Basata sul consumo regolare di olio d’oliva, sulla ricca varietà di alimenti vegetali e moderate quantità di pesce e carne, la dieta mediterranea è ampiamente riconosciuta per i suoi benefici per la salute e per il suo basso impatto ambientale, e allontanarsi da questa alimentazione tradizionale comporta conseguenze negative sulla salute umana, con un radicale aumento dell’obesità, del sovrappeso e delle malattie non trasmissibili, ma anche sull’ambiente, con il degrado delle risorse naturali, compresa la perdita di biodiversità.
Ma chi è il vero nemico?
Altro che sale o grassi, il nemico prescelto dai consumatori sembra essere lo zucchero.
Chi ne parla?
A suggerirlo è uno studio condotto dall’Università di Nottingham che, grazie a un sondaggio i cui risultati sono stati pubblicati sul Journal of Human Nutrition and Dietetics, ha fatto notare come proprio gli alimenti con un alto contenuto di zuccheri vengano di gran lunga percepiti come peggiori per la salute, rispetto a quelli con un eccesso di grassi, di grassi saturi e di sale.
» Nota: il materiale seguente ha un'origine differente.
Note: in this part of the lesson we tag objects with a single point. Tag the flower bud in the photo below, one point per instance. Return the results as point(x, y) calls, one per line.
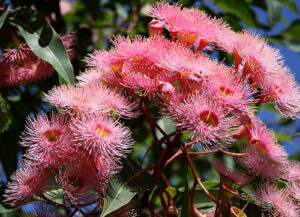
point(155, 28)
point(236, 212)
La ricerca, poco scientifica forse ma curiosa, è stata condotta su 858 persone usando il sistema dell’etichetta-semaforo: un modo che permette, proprio attraverso i colori verde, giallo e rosso sugli imballaggi, di avvicinarsi con più o meno fiducia su un prodotto alimentare e che descrivono in modo immediato la salubrità degli alimenti stessi. I prodotti con un alto contenuto di zucchero sono stati di gran lunga percepiti come i peggiori per la salute. I risultati invece dei prodotti con un eccesso di grassi, grassi saturi e sale sono stati invece meno scoraggianti. E i consumatori hanno comunque seguito i suggerimenti del semaforo: quelli contrassegnati con un’etichetta rossa sono stati evitati molto di più.